Astrothelium curvisporum

Scientific classification
- Kingdom: Fungi
- Division: Ascomycota
- Class: Dothideomycetes
- Order: Trypetheliales
- Family: Trypetheliaceae
- Genus: Astrothelium
- Species: A. curvisporum
- Binomial name: Astrothelium curvisporum Aptroot & M.Cáceres (2016)

= Astrothelium curvisporum =

- Authority: Aptroot & M.Cáceres (2016)

Species of lichen-forming fungus

Astrothelium curvisporum is a species of corticolous (bark-dwelling), crustose lichen in the family Trypetheliaceae. Found in Brazil, it was formally described as a new species in 2016 by lichenologists André Aptroot and Marcela Cáceres. The type specimen was collected by the authors in the Parque Natural Municipal de Porto Velho (Porto Velho, Rondônia), in a primary rainforest. The lichen has a smooth and somewhat shiny, olive-green to olive-brown thallus that lacks a prothallus and covers areas of up to 5 cm in diameter. The presence of the lichen does not induce the formation of galls in the host.

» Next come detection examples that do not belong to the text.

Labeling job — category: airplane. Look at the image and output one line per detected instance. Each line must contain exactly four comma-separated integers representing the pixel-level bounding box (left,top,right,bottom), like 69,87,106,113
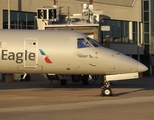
0,30,148,96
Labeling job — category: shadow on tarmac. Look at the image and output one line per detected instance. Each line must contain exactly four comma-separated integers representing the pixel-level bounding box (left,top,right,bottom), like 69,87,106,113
0,77,154,93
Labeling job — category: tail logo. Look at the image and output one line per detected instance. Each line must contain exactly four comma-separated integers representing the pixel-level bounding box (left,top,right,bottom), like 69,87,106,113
39,49,52,64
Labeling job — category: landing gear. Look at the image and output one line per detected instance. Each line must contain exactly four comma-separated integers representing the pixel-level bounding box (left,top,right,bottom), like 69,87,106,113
101,81,113,96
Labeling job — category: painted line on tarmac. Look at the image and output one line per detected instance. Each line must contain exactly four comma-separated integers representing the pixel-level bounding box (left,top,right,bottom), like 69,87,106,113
0,96,154,113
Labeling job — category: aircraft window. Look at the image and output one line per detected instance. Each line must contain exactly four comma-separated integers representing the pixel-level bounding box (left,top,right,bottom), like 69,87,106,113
86,37,101,47
78,38,91,48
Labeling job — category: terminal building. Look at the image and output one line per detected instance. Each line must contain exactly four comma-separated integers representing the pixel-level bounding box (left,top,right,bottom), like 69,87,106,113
0,0,154,75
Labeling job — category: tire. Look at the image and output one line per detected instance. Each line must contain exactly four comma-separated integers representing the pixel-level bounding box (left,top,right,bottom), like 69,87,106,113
82,75,89,85
102,87,112,96
60,79,67,86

The ascomata are more or less spherical, measuring 0.8–1.2 mm in diameter, and typically occur in groups of 3 to 15, usually immersed in . The species epithet curvisporum refers to the curved ascospores (measuring 115–135 by 29–36 μm), which have five septa that divide the spore into distinct compartments. The spores have a thick gelatinous layer that is 17–22 μm thick. No lichen products were detected in collected samples of the species using thin-layer chromatography. The characteristics that distinguish A. curvisporum from other members of Astrothelium include its grouped ascomata and its curved ascospores.